DLBWE-Cys: a deep-learning-based tool for identifying cysteine S-carboxyethylation sites using binary-weight encoding

Front Genet. 2025 Jan 8:15:1464976. doi: 10.3389/fgene.2024.1464976. eCollection 2024.

Abstract

Cysteine S-carboxyethylation, a novel post-translational modification (PTM), plays a critical role in the pathogenesis of autoimmune diseases, particularly ankylosing spondylitis. Accurate identification of S-carboxyethylation modification sites is essential for elucidating their functional mechanisms. Unfortunately, there are currently no computational tools that can accurately predict these sites, posing a significant challenge to this area of research. In this study, we developed a new deep learning model, DLBWE-Cys, which integrates CNN, BiLSTM, Bahdanau attention mechanisms, and a fully connected neural network (FNN), using Binary-Weight encoding specifically designed for the accurate identification of cysteine S-carboxyethylation sites. Our experimental results show that our model architecture outperforms other machine learning and deep learning models in 5-fold cross-validation and independent testing. Feature comparison experiments confirmed the superiority of our proposed Binary-Weight encoding method over other encoding techniques. t-SNE visualization further validated the model's effective classification capabilities. Additionally, we confirmed the similarity between the distribution of positional weights in our Binary-Weight encoding and the allocation of weights in attentional mechanisms. Further experiments proved the effectiveness of our Binary-Weight encoding approach. Thus, this model paves the way for predicting cysteine S-carboxyethylation modification sites in protein sequences. The source code of DLBWE-Cys and experiments data are available at: https://github.com/ztLuo-bioinfo/DLBWE-Cys.
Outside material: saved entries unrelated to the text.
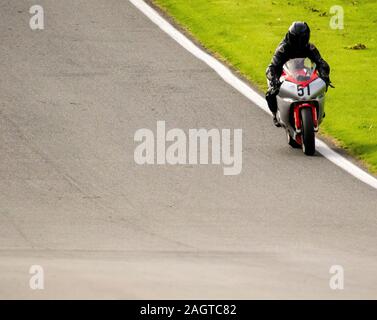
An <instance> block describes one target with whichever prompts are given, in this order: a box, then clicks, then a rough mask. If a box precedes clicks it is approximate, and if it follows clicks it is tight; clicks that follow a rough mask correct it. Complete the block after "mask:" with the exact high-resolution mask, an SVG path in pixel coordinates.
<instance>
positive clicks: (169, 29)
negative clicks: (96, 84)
mask: <svg viewBox="0 0 377 320" xmlns="http://www.w3.org/2000/svg"><path fill="white" fill-rule="evenodd" d="M129 1H130V2H131V3H132V4H133V5H134V6H135V7H136V8H138V9H139V10H140V11H141V12H142V13H144V14H145V15H146V16H147V17H148V18H149V19H150V20H151V21H153V22H154V23H155V24H156V25H157V26H158V27H159V28H160V29H161V30H163V31H164V32H166V33H167V34H168V35H169V36H170V37H172V38H173V39H174V40H175V41H176V42H178V43H179V44H180V45H181V46H182V47H184V48H185V49H186V50H187V51H189V52H190V53H192V54H193V55H194V56H195V57H197V58H198V59H199V60H202V61H203V62H205V63H206V64H207V65H208V66H209V67H211V68H212V69H213V70H214V71H216V73H218V74H219V76H220V77H221V78H223V79H224V80H225V82H227V83H228V84H230V85H231V86H232V87H233V88H235V89H236V90H237V91H239V92H240V93H242V94H243V95H244V96H245V97H247V98H248V99H249V100H251V101H252V102H253V103H254V104H256V105H257V106H258V107H259V108H261V109H262V110H264V111H265V112H267V113H269V114H271V113H270V111H269V109H268V107H267V103H266V100H265V99H264V98H263V97H262V96H261V95H260V94H258V93H257V92H256V91H254V90H253V89H252V88H251V87H250V86H249V85H247V84H246V83H245V82H243V81H242V80H240V79H239V78H237V77H236V76H235V75H234V74H233V73H232V72H231V71H230V70H229V69H228V68H227V67H226V66H224V65H223V64H222V63H221V62H219V61H218V60H216V59H215V58H214V57H212V56H211V55H209V54H208V53H206V52H204V51H203V50H202V49H200V48H199V47H198V46H196V45H195V44H194V43H193V42H192V41H191V40H189V39H188V38H187V37H186V36H184V35H183V34H182V33H181V32H180V31H178V30H177V29H176V28H174V27H173V26H172V25H171V24H170V23H169V22H168V21H166V20H165V19H164V18H163V17H161V15H160V14H159V13H158V12H157V11H156V10H154V9H153V8H152V7H150V6H149V5H148V4H147V3H145V2H144V1H143V0H129ZM316 149H317V151H318V152H319V153H321V154H322V155H323V156H324V157H325V158H327V159H328V160H330V161H331V162H332V163H334V164H336V165H337V166H338V167H340V168H342V169H343V170H345V171H347V172H348V173H349V174H351V175H353V176H354V177H355V178H357V179H359V180H361V181H362V182H364V183H366V184H368V185H370V186H371V187H373V188H375V189H377V179H376V178H375V177H373V176H372V175H370V174H368V173H367V172H365V171H364V170H362V169H361V168H359V167H358V166H356V165H354V164H353V163H352V162H350V161H349V160H347V159H346V158H344V157H343V156H341V155H340V154H339V153H337V152H335V151H334V150H332V149H331V148H330V147H329V146H328V145H326V144H325V143H324V142H323V141H322V140H320V139H318V138H316Z"/></svg>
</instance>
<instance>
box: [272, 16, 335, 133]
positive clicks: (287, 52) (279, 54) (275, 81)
mask: <svg viewBox="0 0 377 320" xmlns="http://www.w3.org/2000/svg"><path fill="white" fill-rule="evenodd" d="M309 39H310V28H309V26H308V24H307V23H306V22H301V21H296V22H293V23H292V25H291V26H290V27H289V30H288V32H287V34H286V35H285V38H284V39H283V41H281V42H280V44H279V46H278V47H277V49H276V51H275V53H274V56H273V57H272V60H271V63H270V65H269V66H268V68H267V70H266V76H267V79H268V91H267V93H266V100H267V103H268V107H269V109H270V111H271V112H272V115H273V122H274V124H275V126H277V127H280V124H279V122H278V120H277V118H276V112H277V100H276V96H277V95H278V93H279V88H280V84H281V83H280V81H279V78H280V76H281V74H282V71H283V66H284V64H285V63H286V62H287V61H288V60H290V59H295V58H309V59H310V60H312V62H314V63H315V64H316V67H317V70H318V72H319V76H320V77H321V78H322V79H323V80H324V81H325V82H326V90H327V87H328V86H331V82H330V66H329V65H328V63H327V62H326V61H325V60H324V59H323V58H322V57H321V55H320V53H319V51H318V49H317V48H316V47H315V46H314V44H312V43H310V42H309Z"/></svg>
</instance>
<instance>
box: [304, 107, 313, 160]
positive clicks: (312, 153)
mask: <svg viewBox="0 0 377 320" xmlns="http://www.w3.org/2000/svg"><path fill="white" fill-rule="evenodd" d="M301 121H302V122H301V131H302V133H301V134H302V151H303V152H304V153H305V154H306V155H307V156H312V155H314V153H315V132H314V123H313V115H312V110H311V109H309V108H303V109H301Z"/></svg>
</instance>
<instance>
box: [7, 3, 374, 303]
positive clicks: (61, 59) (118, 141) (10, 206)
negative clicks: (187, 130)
mask: <svg viewBox="0 0 377 320" xmlns="http://www.w3.org/2000/svg"><path fill="white" fill-rule="evenodd" d="M39 4H41V5H42V6H43V7H44V10H45V23H46V26H45V30H43V31H32V30H31V29H30V28H29V19H30V16H31V15H30V14H29V8H30V5H31V4H30V3H29V2H27V1H19V0H3V1H2V2H1V4H0V30H1V31H0V41H1V42H0V43H1V46H0V57H1V63H0V72H1V78H0V88H1V89H0V98H1V99H0V298H37V299H38V298H160V299H162V298H224V299H228V298H244V299H251V298H334V299H338V298H340V299H342V298H376V297H377V247H376V244H377V232H376V228H377V197H376V190H374V189H372V188H371V187H369V186H368V185H366V184H363V183H362V182H360V181H359V180H357V179H355V178H354V177H352V176H351V175H349V174H347V173H346V172H345V171H343V170H341V169H340V168H338V167H336V166H334V165H333V164H332V163H331V162H329V161H328V160H326V159H325V158H323V157H322V156H320V155H317V156H314V157H305V156H304V155H303V154H302V152H301V151H300V150H293V149H291V148H289V147H288V146H287V144H286V138H285V135H284V133H283V131H282V130H280V129H276V128H274V127H273V126H272V124H271V119H270V117H269V116H268V115H267V114H266V113H264V112H263V111H261V110H260V109H259V108H257V107H256V106H254V105H252V104H251V103H250V101H249V100H247V99H246V98H245V97H243V96H242V95H240V94H239V93H238V92H237V91H235V90H234V89H233V88H232V87H230V86H229V85H228V84H226V83H225V82H224V81H223V80H222V79H221V78H220V77H219V76H218V75H217V74H216V73H215V72H214V71H213V70H211V69H210V68H209V67H208V66H206V65H205V64H203V63H202V62H201V61H199V60H197V59H196V58H195V57H194V56H192V55H191V54H190V53H189V52H187V51H186V50H184V49H183V48H182V47H181V46H180V45H178V44H177V43H176V42H174V41H173V40H172V39H171V38H169V36H167V35H166V34H165V33H163V32H162V31H161V30H160V29H158V28H157V27H156V25H154V24H153V23H152V22H151V21H149V19H148V18H146V17H145V16H144V15H143V14H142V13H141V12H140V11H138V10H137V9H136V8H135V7H134V6H133V5H132V4H130V3H129V2H128V1H126V0H106V1H105V0H101V1H100V0H91V1H74V0H65V1H58V0H54V1H53V0H50V1H39ZM158 120H165V121H166V124H167V127H168V129H169V128H174V127H176V128H182V129H184V130H188V129H189V128H202V127H203V128H208V129H210V128H242V129H243V169H242V173H241V174H240V175H238V176H224V175H223V171H222V168H221V166H218V165H198V166H195V165H181V166H168V165H166V166H157V165H155V166H140V165H137V164H136V163H135V162H134V159H133V152H134V149H135V146H136V144H135V142H134V133H135V131H136V130H137V129H139V128H150V129H152V130H153V131H155V130H156V129H155V128H156V121H158ZM31 265H41V266H42V267H43V269H44V272H45V289H44V290H31V289H30V287H29V279H30V277H31V275H30V274H29V268H30V266H31ZM332 265H341V266H343V268H344V272H345V274H344V276H345V282H344V284H345V287H344V290H331V289H330V287H329V279H330V277H331V274H330V273H329V269H330V267H331V266H332Z"/></svg>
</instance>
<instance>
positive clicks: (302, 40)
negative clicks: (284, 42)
mask: <svg viewBox="0 0 377 320" xmlns="http://www.w3.org/2000/svg"><path fill="white" fill-rule="evenodd" d="M287 38H288V42H289V44H290V45H292V46H294V47H297V48H304V47H305V46H306V45H307V44H308V43H309V39H310V28H309V26H308V24H307V23H306V22H301V21H296V22H293V23H292V25H291V26H290V27H289V30H288V33H287Z"/></svg>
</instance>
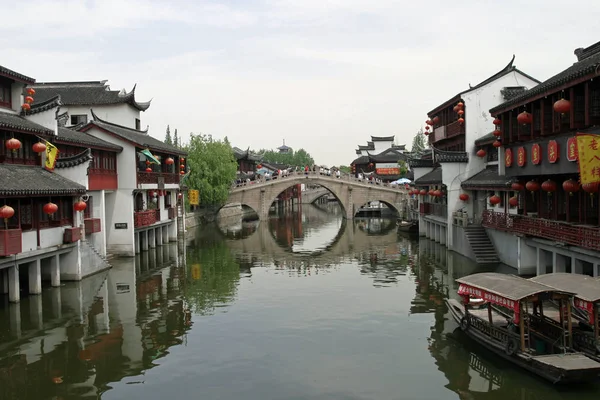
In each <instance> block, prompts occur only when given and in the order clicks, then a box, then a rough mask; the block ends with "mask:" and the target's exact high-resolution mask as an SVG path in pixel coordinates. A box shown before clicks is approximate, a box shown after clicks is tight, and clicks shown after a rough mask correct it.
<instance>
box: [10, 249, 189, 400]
mask: <svg viewBox="0 0 600 400" xmlns="http://www.w3.org/2000/svg"><path fill="white" fill-rule="evenodd" d="M113 264H114V266H113V268H112V269H111V270H109V271H108V272H107V273H101V274H97V275H95V276H92V277H90V278H86V279H85V280H83V281H81V282H70V283H67V284H64V285H63V286H62V287H60V288H47V289H45V290H43V293H42V295H40V296H27V297H24V298H23V300H22V301H21V303H18V304H14V305H10V306H8V305H7V306H4V307H2V308H0V320H3V321H9V323H8V324H6V325H4V326H3V327H4V329H3V330H2V335H1V336H0V398H2V399H13V398H14V399H17V398H19V399H44V398H69V397H81V398H83V397H88V396H89V397H93V398H96V397H97V396H99V395H100V394H101V393H102V392H104V391H106V390H109V389H110V386H109V384H110V382H116V381H120V380H121V379H123V378H124V377H126V376H132V375H138V374H140V373H141V372H143V371H144V370H146V369H149V368H152V367H153V366H154V365H155V364H154V361H155V360H156V359H158V358H161V357H164V356H165V355H166V354H168V349H169V347H171V346H174V345H178V344H181V343H182V342H183V341H184V340H185V334H186V332H187V331H188V330H189V329H190V328H191V324H192V322H191V313H190V311H189V309H188V306H187V301H186V300H185V296H184V290H182V289H183V288H182V286H184V285H185V275H186V272H185V271H186V268H185V266H186V257H185V249H184V247H183V246H178V245H177V244H169V245H164V246H161V247H159V248H156V249H151V250H150V251H148V252H144V253H142V254H141V255H140V256H137V257H135V258H130V259H116V260H114V261H113ZM11 316H12V317H11ZM6 327H8V329H6Z"/></svg>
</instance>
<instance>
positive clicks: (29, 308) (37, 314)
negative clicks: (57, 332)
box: [28, 296, 44, 330]
mask: <svg viewBox="0 0 600 400" xmlns="http://www.w3.org/2000/svg"><path fill="white" fill-rule="evenodd" d="M28 300H29V318H30V319H31V323H32V325H33V326H35V327H36V329H39V330H42V329H44V318H43V315H42V296H32V297H30V298H29V299H28Z"/></svg>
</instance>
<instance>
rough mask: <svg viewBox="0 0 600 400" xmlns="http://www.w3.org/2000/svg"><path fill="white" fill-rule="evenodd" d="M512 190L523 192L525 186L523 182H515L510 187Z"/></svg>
mask: <svg viewBox="0 0 600 400" xmlns="http://www.w3.org/2000/svg"><path fill="white" fill-rule="evenodd" d="M510 188H511V189H512V190H515V191H517V192H520V191H521V190H523V184H522V183H521V182H513V184H512V185H510Z"/></svg>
Keywords: S-carboxyethylation; bahdanau attention mechanism; binary-weight encoding; deep learning; post-translational modification.

Grants and funding

The author(s) declare that financial support was received for the research, authorship, and/or publication of this article. This work has been supported by the National Natural Science Foundation of China (U24A20370, 31771679, 62306008, 62301006, 62062043, 32270789), the Major Scientific and Technological Projects in Anhui Province, China (2023n06020051), the Natural Science Foundation of Anhui, China (2308085MF217), the Natural Science Research Project of the Anhui Provincial Department of Education (KJ2021A1550, 2022AH050889, 2023AH051020), the University Synergy Innovation Program of Anhui Province (GXXT-2022-046, GXXT-2022-055, GXXT-2022-040), the National Key Research and Development Program (2023YFD1802200), the Science and Technology Research Project of the Jiangxi Provincial Department of Education (GJJ2201038), and the Jingdezhen Science and Technology Plan Project (2023GY001-02).